In der zahnärztlichen Praxis begegnen wir immer häufiger Patienten, die über orofaziale Beschwerden nach einer unruhigen Nacht klagen. Das können abgeplatzte Zahnhöcker oder Zahnschmerzen , Einbisse in die Zunge oder in die Wangenschleimhaut sein. Sie können sich aber auch als Schmerzen der Kaumuskulatur oder Kiefergelenke äußern im Sinne einer kraniomandibulären Dysfunktion (CMD). Manchmal berichten die Patienten, dass sie laut schnarchen und zeitweise nachts mit Atemnot und Panikattacken aufwachen. Spätestens dann ist es erforderlich, sich mit schlafmedizinischen Aspekten zu beschäftigen, wenn man als Zahnarzt versuchen möchte, die Beschwerden nicht nur symptomatisch, sondern auch kausal anzugehen.

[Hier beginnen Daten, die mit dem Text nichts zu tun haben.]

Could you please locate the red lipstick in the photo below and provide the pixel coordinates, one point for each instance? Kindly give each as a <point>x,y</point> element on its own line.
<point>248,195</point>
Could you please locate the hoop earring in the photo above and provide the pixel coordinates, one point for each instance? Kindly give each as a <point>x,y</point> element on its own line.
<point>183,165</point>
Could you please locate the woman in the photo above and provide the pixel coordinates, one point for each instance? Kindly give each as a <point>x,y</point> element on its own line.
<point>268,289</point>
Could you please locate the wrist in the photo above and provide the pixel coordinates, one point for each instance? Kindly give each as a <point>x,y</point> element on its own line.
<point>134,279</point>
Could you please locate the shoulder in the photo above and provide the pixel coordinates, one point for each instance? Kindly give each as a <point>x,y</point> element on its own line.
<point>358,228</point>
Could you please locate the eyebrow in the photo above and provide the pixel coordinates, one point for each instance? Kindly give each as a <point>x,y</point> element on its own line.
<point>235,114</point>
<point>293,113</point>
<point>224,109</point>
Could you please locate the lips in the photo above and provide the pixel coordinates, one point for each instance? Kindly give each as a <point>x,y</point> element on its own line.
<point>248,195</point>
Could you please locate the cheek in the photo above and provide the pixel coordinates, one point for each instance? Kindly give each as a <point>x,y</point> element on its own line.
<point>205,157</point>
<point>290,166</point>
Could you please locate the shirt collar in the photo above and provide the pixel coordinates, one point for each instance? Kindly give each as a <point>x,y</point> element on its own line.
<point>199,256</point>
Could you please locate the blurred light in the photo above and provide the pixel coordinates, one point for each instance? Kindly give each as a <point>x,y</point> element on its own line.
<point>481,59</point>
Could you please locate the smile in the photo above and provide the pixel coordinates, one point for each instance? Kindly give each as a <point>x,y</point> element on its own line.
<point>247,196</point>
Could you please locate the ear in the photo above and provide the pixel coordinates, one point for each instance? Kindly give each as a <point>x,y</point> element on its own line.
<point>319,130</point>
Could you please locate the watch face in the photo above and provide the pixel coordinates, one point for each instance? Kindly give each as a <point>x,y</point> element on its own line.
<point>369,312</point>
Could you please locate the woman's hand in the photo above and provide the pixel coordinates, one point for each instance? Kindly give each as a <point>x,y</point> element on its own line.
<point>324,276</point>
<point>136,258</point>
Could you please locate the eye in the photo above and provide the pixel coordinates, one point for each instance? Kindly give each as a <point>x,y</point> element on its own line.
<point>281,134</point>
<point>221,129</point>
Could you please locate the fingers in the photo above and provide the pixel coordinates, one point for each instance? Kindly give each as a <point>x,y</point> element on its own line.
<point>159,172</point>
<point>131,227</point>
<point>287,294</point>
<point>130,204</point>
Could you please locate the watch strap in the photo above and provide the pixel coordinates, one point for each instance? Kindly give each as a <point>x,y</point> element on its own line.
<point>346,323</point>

Nach einer kurzen Einführung in den gesunden Schlaf und die häufigsten Schlafstörungen werden im Folgenden schlafbezogene Atmungsstörungen (SBAS) und Schlafbruxismus (SB) sowie deren Überschneidungen beschrieben und klinische Schlussfolgerungen für die zahnärztliche Praxis dargestellt.

Der gesunde Schlaf

Etwa 6–8 h Schlaf benötigt der Mensch, um gesund zu bleiben, wobei es individuelle Unterschiede gibt. Nachts findet eine körperliche Regeneration statt, die sowohl die Stoffwechselprozesse als auch das Immunsystem betrifft. Gleichzeitig führt ein erholsamer Schlaf zu einer Konsolidierung des Gedächtnisses und sorgt für gute Laune am nächsten Tag.

Anhand charakteristischer Veränderungen der Gehirnaktivität, der Abnahme des Muskeltonus und der Registrierung der Augenbewegungen lässt sich die Nacht in 4 verschiedene Schlafstadien unterteilen (Abb. 1). Stadium „wach“ beschreibt den Wachzustand , Stadium 1 den Übergang zum Schlaf, d. h. eine Art Leichtschlaf, bei dem man vor sich hin döst und auf diskrete Weckreize erwacht. Schlafstadium 2 bezeichnet den stabilen Schlaf, in dem allerdings die meisten muskulären Aktivitäten, sowohl nächtliche Beinbewegungen als auch der SB, stattfinden. Im Tiefschlaf, dem Stadium 3, findet sich eine ausgeprägte muskuläre Erschlaffung, einhergehend mit einer physischen Erholung unseres Körpers. Im REM-Schlaf (REM: „rapid eye movement“) ist das Gehirn sehr aktiv und der Mensch träumt viel. In diesem Traumschlaf ist man körperlich fast vollständig gelähmt, damit man seine Traumbilder nicht physisch auslebt und sich und anderen damit nicht schadet. Je fester man schläft, umso mehr erschlafft die Muskulatur. Die meisten SBAS, sowohl Hypopnoen als auch Apnoen, finden sich aufgrund der damit einhergehenden Weckreaktionen (Arousals) in Schlafstadium 2, einige auch im REM-Schlaf.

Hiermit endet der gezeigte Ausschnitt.